Grosskreutz olayı... UEFA’nın ceza hazırlığı... Ligde farkın açılması... Burak konusunda başlayan tatsızlık... Moral bozucu sonuçlar... Başkanın hiçbir şeye karşı ağırlığını koyamaması... Mustafa Denizli faktörünün kof çıkması... Oynanan futbolun geleceğe yönelik tüm umutları törpülemesi, hatta yok etmesi... Bütün bunların doğal sonucu olarak, tribünlerin boşalması... Sorunların ardı arkası kesilmiyor.
G.Saray’ın etrafını saran ağır bir ağın, neredeyse hiç hareket alanı bırakmaması sonucu; kulüp son 10 yılın en travmatik dönemini yaşıyor. İşin tuhafı, bu cendereden nasıl kurtulacağı konusunda herhangi bir çalışma yapılmadığı gibi; var olan çözüm modellerine yönelik eğilim, istek ve çaba da yok. G.Saray bu kadar sahipsiz kaldığı bir dönem yaşamadı.
***
Son maçta attığı gol sonrası tribünlere eliyle veda işareti yapan Burak için, “7-8 milyon Euro veren olsa da göndersek” yaklaşımı; üretebildiği tek çarenin kırpıntısı oldu. Sarı-Kırmızılı kulüp; Hamza hocanın yok yere, şok bir anda ve şık olmayan şekilde gönderilmesinden sonra, sanki lanete uğradı. O zamandan beri beli doğrulmuyor... “İlahi Adalet” dedikleri bu olmalı!

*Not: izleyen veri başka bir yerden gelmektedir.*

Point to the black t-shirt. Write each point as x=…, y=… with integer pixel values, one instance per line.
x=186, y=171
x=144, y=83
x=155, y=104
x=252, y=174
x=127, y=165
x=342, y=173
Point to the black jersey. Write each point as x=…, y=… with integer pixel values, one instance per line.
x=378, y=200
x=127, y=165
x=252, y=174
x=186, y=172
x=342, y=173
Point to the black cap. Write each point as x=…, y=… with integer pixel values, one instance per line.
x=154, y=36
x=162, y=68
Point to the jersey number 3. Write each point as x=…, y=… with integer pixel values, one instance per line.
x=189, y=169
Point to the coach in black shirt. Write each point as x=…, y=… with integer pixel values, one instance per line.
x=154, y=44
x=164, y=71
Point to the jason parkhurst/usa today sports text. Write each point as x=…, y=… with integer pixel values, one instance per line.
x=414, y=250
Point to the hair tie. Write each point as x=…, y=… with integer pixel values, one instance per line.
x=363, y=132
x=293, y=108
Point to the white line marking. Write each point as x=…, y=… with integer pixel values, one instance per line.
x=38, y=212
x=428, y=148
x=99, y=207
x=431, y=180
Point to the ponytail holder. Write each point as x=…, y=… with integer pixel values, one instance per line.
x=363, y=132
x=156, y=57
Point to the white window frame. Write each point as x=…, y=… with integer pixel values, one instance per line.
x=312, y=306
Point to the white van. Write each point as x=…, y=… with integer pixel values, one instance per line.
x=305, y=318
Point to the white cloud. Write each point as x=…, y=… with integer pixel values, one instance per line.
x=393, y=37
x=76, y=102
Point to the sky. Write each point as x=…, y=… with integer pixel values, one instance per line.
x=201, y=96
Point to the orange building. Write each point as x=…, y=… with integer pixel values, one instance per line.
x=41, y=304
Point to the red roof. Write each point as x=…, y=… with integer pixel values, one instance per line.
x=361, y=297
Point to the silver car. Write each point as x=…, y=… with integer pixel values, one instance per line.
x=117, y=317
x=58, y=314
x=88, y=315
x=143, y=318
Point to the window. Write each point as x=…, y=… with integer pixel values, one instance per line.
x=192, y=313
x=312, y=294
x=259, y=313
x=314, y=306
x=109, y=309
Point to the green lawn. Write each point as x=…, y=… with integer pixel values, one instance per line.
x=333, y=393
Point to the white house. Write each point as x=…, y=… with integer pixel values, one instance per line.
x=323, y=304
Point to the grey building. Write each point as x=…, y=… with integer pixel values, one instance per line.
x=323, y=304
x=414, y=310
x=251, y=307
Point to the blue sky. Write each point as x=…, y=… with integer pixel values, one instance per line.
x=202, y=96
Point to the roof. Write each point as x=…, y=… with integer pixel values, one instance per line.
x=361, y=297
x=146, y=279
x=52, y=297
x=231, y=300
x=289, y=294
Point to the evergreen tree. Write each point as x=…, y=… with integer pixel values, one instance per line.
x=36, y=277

Başkan Dursun Özbek’in, UEFA’dan gelecek 1+1 yıllık cezanın olası etkilerini azaltmak için, daha karar çıkmadan tepkileri şimdiden yumuşatmaya yönelik basın toplantısı; camia içerisindeki çaresizliğin en açık ifadesiydi. Büyük bir kulübün her şeyi bir anda böyle çöker mi?
***
Liderden tam 13 puan geride kalan G.Saray’ın, altında kalan her kulübün yaşadığı puan kayıpları sayesinde 3. sırada kalabilmesi; sahip olabildiği tek şansıdır. Başka sezonlar gibi olsa, moral bozucu bir şekilde puan sıralamasında yer alırdı. Şimdiki üçüncülüğü bile hayal olurdu. Koca G.saray bu hallere mi düşecekti?